How to evaluate multiple interviews and offers:
Job #1: CTO at a boutique investment bank
This job is exactly what Steven wants, and he has had several rounds of interviews that went quite well. The hiring manager said they want to bring someone on board ASAP and they have indicated that Steven is on the short list. However, it’s been three weeks since Steven’s last interview and he has not heard back from anyone, even after following up several times.
Job #2: Head of Technology of a business unit at a large asset management firm
Although not his ideal next step, Steven is considering this role because of it’s increased responsibility and greater compensation. The internal recruiter told Steven that they are at the beginning of the hiring process and the company typically takes a long time to reach hiring decisions for advanced roles.
Job #3: Vice President of Technology at a mid-sized investment bank
This role is very similar to Steven’s current job, but in a larger organization. The CTO here has unofficially indicated that he will be leaving after the completion of a major infrastructure initiative, which is expected to take anywhere from six to 18 months. Steven has a verbal offer for this role and is waiting to get it in writing.
What should Steven do next?
Once he receives the written offer for job #3, Steven should genuinely thank the bank for the opportunity and ask for at least one week to respond. During that time, he should look deeper into the other opportunities he’s considering to gain any additional insight he can about their timing.

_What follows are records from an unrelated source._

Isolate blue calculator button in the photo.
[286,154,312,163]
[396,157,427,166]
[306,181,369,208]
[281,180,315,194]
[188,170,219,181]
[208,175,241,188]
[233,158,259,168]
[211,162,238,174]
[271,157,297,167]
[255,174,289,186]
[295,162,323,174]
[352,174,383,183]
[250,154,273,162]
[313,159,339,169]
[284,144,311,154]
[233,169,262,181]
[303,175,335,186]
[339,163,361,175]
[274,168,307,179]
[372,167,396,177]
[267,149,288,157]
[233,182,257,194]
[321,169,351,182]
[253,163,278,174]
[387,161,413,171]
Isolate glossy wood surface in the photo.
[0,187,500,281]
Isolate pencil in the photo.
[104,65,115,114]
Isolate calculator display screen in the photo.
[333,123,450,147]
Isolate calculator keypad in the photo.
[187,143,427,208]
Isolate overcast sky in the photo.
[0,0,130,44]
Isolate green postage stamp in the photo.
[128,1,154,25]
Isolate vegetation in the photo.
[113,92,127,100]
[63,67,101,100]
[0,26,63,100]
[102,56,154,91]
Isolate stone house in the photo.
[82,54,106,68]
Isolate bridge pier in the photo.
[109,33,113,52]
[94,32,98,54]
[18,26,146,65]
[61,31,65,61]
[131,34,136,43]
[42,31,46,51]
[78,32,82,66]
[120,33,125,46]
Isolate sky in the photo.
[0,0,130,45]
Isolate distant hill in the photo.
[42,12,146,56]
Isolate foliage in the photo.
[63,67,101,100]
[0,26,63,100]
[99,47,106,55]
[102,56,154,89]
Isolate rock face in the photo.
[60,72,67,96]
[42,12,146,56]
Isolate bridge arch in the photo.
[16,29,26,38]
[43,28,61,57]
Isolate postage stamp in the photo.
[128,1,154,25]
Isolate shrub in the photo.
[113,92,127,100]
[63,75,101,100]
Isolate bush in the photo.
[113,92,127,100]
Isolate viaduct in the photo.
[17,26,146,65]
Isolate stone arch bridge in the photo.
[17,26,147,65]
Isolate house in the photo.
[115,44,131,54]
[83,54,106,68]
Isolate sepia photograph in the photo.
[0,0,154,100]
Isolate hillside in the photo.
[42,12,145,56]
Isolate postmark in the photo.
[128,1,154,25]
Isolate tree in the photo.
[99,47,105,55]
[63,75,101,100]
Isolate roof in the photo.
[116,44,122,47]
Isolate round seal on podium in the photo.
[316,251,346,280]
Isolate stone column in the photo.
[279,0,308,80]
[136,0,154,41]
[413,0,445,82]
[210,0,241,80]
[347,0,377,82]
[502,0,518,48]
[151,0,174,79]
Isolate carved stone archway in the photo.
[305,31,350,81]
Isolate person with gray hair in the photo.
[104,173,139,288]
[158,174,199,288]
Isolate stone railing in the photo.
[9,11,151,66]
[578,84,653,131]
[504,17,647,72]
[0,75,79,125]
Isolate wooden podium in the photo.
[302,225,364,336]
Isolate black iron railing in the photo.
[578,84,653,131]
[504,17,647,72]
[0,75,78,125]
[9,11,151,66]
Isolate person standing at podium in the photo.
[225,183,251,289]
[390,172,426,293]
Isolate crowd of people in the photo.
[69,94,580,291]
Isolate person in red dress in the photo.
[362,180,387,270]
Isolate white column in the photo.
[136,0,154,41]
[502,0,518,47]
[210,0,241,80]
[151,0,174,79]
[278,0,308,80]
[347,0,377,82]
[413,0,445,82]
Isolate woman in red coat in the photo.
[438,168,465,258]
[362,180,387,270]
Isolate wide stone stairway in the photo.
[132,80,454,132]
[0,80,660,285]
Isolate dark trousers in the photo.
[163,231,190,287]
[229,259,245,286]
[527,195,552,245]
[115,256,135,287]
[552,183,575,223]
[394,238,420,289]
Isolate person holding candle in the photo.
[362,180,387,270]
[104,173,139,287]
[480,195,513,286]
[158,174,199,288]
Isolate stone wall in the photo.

Steven should do whatever he can to determine if his first choice (job #1) is a realistic possibility. In addition to following up with the hiring manager, he should reach out to anyone with whom he’s interviewed and had particularly good rapport, to reiterate his interest and ask if they had any insight into the company’s timing for a decision. He should also leverage his network and talk to people who work at the bank (or worked there recently and are still plugged into the community) to gain insight as well.
For job #2, the role at the asset management firm, Steven needs to get a better understanding of the position to see if it’s really something he’d be excited to do. He can request to speak to people on the team he’d oversee. He can also reach out to his network to see if anyone can tell him more about the role and IT strategy of the organization to determine if waiting for this opportunity would be worthwhile.
For job #3, the offer he has, Steven should try to get a better handle on the timeframe of the infrastructure project. If the project takes a full 18 months, a lot could change. Steven really needs to leverage his network to get as much information as possible about the infrastructure project and whether the current CTO really intends to move on.
What happened to Steven?
He received the written offer for job #3 and 10 days to respond with a decision. Steven then spent every free second communicating with people in his network to see what he could find out about what was happening with job #1, his first choice. His efforts paid off because he found out that the bank was in merger talks and put all hiring on hold.
For job #2, Steven talked to people in various aspects of the firm and determined that the role wasn’t a big enough challenge. While a larger compensation package was enticing, the role was not going to provide the professional growth he wanted.
For job #3, Steven dug into his network and found people he knew at key technology vendors that were part of the infrastructure project. He reached out to several current and former employees and got a better sense of timing for the project (expected to be about nine months). He also had dinner with the current CTO and found out that he really wanted to move on and continue his professional development elsewhere.
In the end, Steven accepted job #3, the project took 11 months, the CTO stepped down after seven months… and Steven became CTO.
When interviewing at multiple companies, it is rare that hiring decisions will be made simultaneously. As you pursue your options, doing research and due diligence (especially leveraging your network) can be key in gaining insights to help you make an informed career decision, even in complex situations.